La Fundación PROA, ubicada en el emblemático barrio de La Boca, celebra este año su trigésimo aniversario consolidándose como un referente en el ámbito cultural argentino. Desde su apertura en 1996, la institución ha ofrecido un espacio único que combina arte contemporáneo, educación y una variada oferta gastronómica, convirtiéndose en un destino ineludible para los amantes del arte y la cultura. Su imponente edificio de tres pisos no solo alberga exposiciones de renombre, sino que también invita a los visitantes a disfrutar de sus instalaciones modernas y acogedoras.

Las cuatro salas de exhibición de PROA, junto con un auditorio multimedia, una librería especializada y un restaurante-bar con terraza panorámica, crean una experiencia integral para el público. En cada rincón de este espacio, los visitantes pueden sumergirse en los grandes movimientos artísticos de los siglos XX y XXI, mientras disfrutan de un buen café y una selección de libros de calidad.
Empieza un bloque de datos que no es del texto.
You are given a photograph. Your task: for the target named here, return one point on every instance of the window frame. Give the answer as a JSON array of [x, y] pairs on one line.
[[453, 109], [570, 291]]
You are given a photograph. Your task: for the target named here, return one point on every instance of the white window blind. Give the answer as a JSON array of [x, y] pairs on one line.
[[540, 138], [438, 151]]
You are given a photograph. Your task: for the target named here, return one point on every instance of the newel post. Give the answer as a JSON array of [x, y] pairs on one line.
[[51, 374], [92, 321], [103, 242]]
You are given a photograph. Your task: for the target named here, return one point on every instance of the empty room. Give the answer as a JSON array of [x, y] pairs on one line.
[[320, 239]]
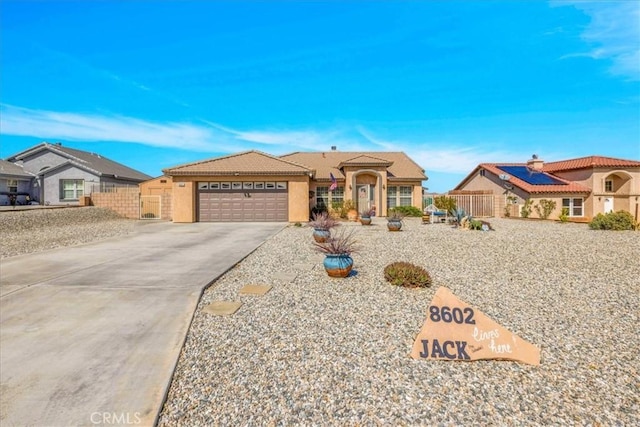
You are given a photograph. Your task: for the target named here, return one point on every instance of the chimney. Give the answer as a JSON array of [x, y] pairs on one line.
[[535, 163]]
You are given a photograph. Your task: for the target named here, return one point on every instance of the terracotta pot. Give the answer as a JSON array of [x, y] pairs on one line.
[[394, 225], [338, 265], [365, 220]]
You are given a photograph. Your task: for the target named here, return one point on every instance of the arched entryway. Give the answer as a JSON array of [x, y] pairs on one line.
[[367, 190]]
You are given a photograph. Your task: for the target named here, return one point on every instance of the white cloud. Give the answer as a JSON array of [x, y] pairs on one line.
[[434, 156], [83, 127], [613, 33]]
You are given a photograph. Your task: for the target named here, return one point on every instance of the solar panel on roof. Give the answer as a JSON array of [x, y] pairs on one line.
[[531, 176]]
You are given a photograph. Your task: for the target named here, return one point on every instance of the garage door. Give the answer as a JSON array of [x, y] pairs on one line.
[[247, 205]]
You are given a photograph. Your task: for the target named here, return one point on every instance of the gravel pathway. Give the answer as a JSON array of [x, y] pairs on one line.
[[34, 230], [321, 351]]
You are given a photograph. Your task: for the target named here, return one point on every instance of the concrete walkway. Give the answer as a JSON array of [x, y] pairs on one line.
[[90, 335]]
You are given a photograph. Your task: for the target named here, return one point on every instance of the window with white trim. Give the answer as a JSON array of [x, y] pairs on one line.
[[406, 193], [337, 195], [326, 198], [399, 196], [71, 189], [322, 197], [574, 205], [392, 197]]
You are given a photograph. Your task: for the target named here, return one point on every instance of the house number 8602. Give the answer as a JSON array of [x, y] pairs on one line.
[[447, 315]]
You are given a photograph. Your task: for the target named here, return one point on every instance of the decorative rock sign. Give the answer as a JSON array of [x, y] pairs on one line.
[[454, 330]]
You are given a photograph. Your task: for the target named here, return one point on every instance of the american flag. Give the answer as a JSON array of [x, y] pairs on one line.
[[334, 183]]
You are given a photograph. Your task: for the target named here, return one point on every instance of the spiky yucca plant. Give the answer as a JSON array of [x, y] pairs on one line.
[[342, 243]]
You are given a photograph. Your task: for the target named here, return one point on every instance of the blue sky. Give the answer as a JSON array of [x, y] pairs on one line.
[[153, 84]]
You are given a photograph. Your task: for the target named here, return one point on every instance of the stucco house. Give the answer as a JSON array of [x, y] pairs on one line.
[[585, 186], [256, 186], [14, 182], [62, 175]]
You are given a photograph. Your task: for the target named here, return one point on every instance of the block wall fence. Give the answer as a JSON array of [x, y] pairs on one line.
[[126, 204]]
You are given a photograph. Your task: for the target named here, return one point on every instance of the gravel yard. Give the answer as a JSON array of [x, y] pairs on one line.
[[321, 351], [33, 230]]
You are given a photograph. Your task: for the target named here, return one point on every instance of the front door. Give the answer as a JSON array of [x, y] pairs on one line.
[[608, 205], [365, 197]]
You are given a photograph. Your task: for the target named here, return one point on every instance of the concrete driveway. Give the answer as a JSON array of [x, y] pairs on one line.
[[90, 335]]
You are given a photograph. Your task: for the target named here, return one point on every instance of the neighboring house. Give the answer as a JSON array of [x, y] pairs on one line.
[[62, 175], [585, 186], [14, 183], [255, 186]]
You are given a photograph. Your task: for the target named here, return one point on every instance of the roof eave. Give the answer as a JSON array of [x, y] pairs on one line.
[[234, 174]]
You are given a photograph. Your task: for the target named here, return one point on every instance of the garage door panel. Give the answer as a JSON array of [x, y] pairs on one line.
[[228, 206]]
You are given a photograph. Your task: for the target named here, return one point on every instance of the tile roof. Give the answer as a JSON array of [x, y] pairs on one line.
[[399, 165], [565, 187], [245, 163], [90, 161], [11, 169], [365, 161], [589, 162]]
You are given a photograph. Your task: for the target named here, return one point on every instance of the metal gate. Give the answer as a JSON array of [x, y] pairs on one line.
[[150, 207]]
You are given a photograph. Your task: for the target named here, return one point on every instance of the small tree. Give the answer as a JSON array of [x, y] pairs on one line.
[[525, 211], [545, 207]]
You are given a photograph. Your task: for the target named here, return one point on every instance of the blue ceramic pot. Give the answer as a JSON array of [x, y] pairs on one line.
[[338, 265], [394, 225], [320, 235]]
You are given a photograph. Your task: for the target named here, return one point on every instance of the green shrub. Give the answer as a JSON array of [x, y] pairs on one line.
[[545, 207], [621, 220], [445, 203], [474, 224], [407, 275], [408, 210]]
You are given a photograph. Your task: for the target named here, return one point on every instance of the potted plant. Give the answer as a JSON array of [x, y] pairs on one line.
[[394, 220], [322, 223], [349, 208], [337, 250], [365, 216]]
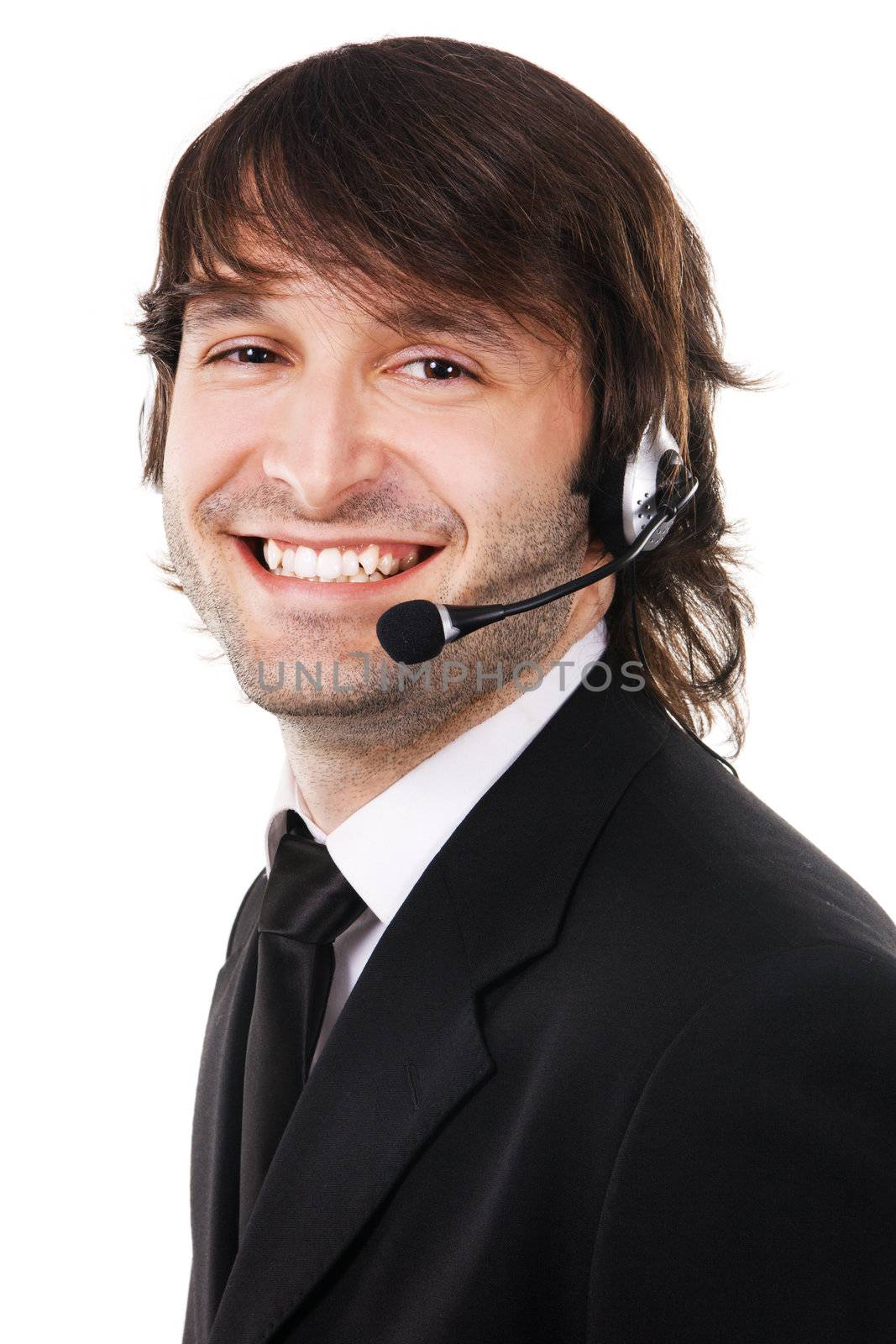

La fundación ha sido reconocida con dos premios Konex por su significativa contribución a las Artes Visuales en Argentina, y su dirección está a cargo de Adriana Rosenberg, quien ha sido clave en su desarrollo y en la consolidación de su prestigio.

Recientemente, PROA inauguró la exposición "Penumbra: Día Art Foundation", que estará disponible hasta el 2 de agosto de 2026. Esta muestra, organizada en colaboración con Día Art Foundation/Beacon, presenta una selección de obras de artistas icónicos como Agnes Martin, Andy Warhol, Felix Gonzalez-Torres y otros. La curaduría, a cargo de Humberto Moro y Ella den Elzen, ha logrado reunir por primera vez en Argentina a figuras fundamentales del arte contemporáneo, lo que la convierte en un acontecimiento significativo tanto a nivel local como regional.

La temática central de "Penumbra" se enfoca en la experiencia de la luz y la percepción, proponiendo una reflexión sobre la obra de arte como un estado intermedio. Según las curadoras, la exposición invita a los espectadores a experimentar la obra no solo como un objeto, sino como una situación que involucra espacio y tiempo. Esta transformación en la percepción artística es clave para comprender el giro que ha tomado el arte contemporáneo, donde la materia se convierte en presencia y el espectador se transforma en un agente activo de la experiencia.

La historia de PROA está marcada por eventos destacados, como la primera gran muestra de Dan Flavin en Buenos Aires en 1998 y los wall drawings de Sol LeWitt. Estas exhibiciones no solo han enriquecido el panorama artístico argentino, sino que también han fomentado un diálogo continuo entre artistas, curadores y el público. La fundación se ha posicionado así como un espacio de vanguardia que no solo muestra arte, sino que también lo contextualiza dentro de una narrativa más amplia.

En el segundo nivel del edificio, se encuentra la librería PROA, un espacio de acceso libre que ha sido diseñado para promover la literatura de editoriales independientes y diversas temáticas. Su responsable, Carlos Ávila, ha destacado la importancia de ofrecer un catálogo variado que fomente la lectura y el conocimiento, asegurando que la librería se convierta en un punto de encuentro para aquellos que buscan ampliar sus horizontes culturales. Con este enfoque, PROA no solo se limita a ser un centro de exposiciones, sino que también se convierte en un agente activo en la promoción del arte y la literatura contemporánea en Argentina.